Rabbi Eisendrath stated that young Jews will increasingly be alienated from Jewish life if we “neglect their concern that the world is going up in flames” and if we withdraw from the joint struggle with blacks, the poor and the Christian community in efforts to resolve the burning questions of racial justice, ecology, the inner city. Vietnam, and the quality of life in America. He said “they (the young people) see Judaism as a living faith requiring social action in behalf of all mankind, not as a turning inward towards a self-righteous fortress behind which kinsmen hide in splendid isolation.”
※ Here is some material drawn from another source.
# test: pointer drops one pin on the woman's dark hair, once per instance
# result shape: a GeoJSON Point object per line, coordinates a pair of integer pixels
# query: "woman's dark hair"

JEWISH PRIORITIES EXCUSE FOR WITHDRAWAL

The Reform Jewish leader declared that, “to be a Jew means not only vigilantly helping our brethren in Israel and the Soviet Union, but it also means affirming the Jewish moral imperative not to abandon a world that is sinking sadly and all too swiftly into the morass of hopeless moral and physical degradation.” Rabbi Eisendrath is to tell the 3,000 delegates scheduled to attend the convention that some Jews tend to falsely divide the world into two categories, “them and us.” He cited several examples of the “new conventional wisdom” which, he said, impels many Jews to withdraw from such community issues as civil rights, interfaith activity and urban projects in the name of “Jewish priorities.”

The examples included: rejecting intensified relations with the Christian community on the grounds that “they did not help Jews at the time of the holocaust and, more recently, during Israel’s Six-Day War”; denigrating those Jewish leaders who base their anti-Vietnam positions on Jewish tradition and Jewish values which make the pursuit of peace a high priority, suggesting by implication that there is no possible Jewish position on such an issue and that in any event, it may be unstrategic and possibly harmful to express one. Other examples were: exaggerating incidents of black anti-Semitism in order to justify withdrawal from the difficult problems of racial conflict and urban affairs; catering to every political figure, however reactionary or racist, provided he says a kind word for Israel; isolating Jewish young people from other faith groups on the grounds this would discourage the growing intermarriage rate.

URGES LAY-RABBINICAL COALITION

Rabbi Eisendrath said that he personally does not favor “officiating at intermarriages, but I believe the problem must be given a more objective look to ferret out the basic causes for the hemorraghing that is occurring in our Jewish fold.” He warned that spreading an aura of romantic sympathy around the violent tactics of the Jewish Defense League gives aid and comfort to vigilantism in Jewish life and spreading a dangerous “mystique of machismo” in American Jewry.

In other areas of his message, Rabbi Eisendrath called for a lay-rabbinic coalition to resolve conflicts between rabbis and laymen in their congregations, and end rifts within the movement, and to “take a new look” at the problems of intermarriage in the hope of arriving at adequate definitions and requirements for Reform Jews. The UAHC president urged that revolutionary programs to revitalize the synagogue and its institutions become the prime goal of the movement during the next two years as it prepares to celebrate its 100th anniversary in 1973 in New York City.